Image by flickr/vgm8383, CC BY-NC 2.0

Acupuncture is generally painless. It even has a calming effect and increases a sense of well-being, partly by releasing endorphins. However, a patient who is normally not sensitive to needle insertion may occasionally feel a slight prick. While the experience doesn’t reduce the overall treatment comfort, it does often cause wonderment as to why it occurs.

This doesn’t apply to pain due to poor needling technique from either inexperience or distraction; or to apprehension that may result in hypersensitivity. Rather, these are my thoughts on what is happening during the random instances of needle sensitivity.

The skin is our first line of defense against external threats. Its dermal layer is made of dense irregular connective tissue, mimicking a woven fabric that absorbs forces from a multitude of directions.
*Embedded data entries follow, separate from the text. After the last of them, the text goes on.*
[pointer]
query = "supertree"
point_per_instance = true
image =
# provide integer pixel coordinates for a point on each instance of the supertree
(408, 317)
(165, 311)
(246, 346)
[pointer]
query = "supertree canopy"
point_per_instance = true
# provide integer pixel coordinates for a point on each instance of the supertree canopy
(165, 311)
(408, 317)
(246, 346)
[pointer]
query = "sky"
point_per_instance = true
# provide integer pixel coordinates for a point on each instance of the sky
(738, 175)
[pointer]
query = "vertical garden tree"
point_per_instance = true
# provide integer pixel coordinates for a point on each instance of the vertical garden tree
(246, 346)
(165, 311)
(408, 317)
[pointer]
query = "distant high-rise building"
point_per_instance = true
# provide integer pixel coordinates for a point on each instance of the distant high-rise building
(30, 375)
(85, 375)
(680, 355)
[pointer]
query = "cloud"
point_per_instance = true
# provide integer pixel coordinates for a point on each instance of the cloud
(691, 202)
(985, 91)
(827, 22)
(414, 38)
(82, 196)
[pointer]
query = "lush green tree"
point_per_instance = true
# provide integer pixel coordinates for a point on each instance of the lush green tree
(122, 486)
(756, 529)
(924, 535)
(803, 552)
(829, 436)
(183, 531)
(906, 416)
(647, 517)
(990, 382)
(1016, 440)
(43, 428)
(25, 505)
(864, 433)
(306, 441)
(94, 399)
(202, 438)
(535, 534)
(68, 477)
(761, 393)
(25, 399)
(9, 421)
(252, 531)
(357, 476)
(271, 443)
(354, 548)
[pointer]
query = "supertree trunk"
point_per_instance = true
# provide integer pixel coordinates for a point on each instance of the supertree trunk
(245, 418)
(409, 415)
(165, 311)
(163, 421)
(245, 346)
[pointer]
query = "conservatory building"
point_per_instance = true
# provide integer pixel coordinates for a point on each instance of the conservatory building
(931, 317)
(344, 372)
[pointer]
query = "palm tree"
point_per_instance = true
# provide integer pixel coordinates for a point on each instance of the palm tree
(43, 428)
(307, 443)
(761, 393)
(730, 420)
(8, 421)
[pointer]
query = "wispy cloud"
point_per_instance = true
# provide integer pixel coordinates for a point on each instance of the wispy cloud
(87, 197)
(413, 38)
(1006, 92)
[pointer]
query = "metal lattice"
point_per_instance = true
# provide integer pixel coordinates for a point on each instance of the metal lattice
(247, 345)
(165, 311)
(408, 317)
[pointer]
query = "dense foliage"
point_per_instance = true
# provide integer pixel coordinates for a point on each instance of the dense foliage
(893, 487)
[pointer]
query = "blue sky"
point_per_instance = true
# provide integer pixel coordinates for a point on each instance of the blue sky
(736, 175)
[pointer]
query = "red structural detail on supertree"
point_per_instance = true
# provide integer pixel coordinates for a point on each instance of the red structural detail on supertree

This ensures our skin doesn’t tear from the slightest impact.

Acupuncture needles are finely honed, with a diameter that is often less than or equal to that of head hair. So its profile isn’t a threat, and the connective tissue normally separates to accommodate needle insertion.

Sometimes the angle of insertion may allow the needle to catch on the tissue fabric, triggering a nerve signal and pricking sensation. Not a big deal. We can normally disregard the sensation because it’s so fleeting, or adjust the needle angle to prevent irritation.

Dehydration can also play a role by causing irritability of the sensory nerves; or increasing the friction between tissue fibers, elevating puncture resistance. While we can’t stop a bullet with our skin, we can hinder artful needling technique. So, as always, stay hydrated.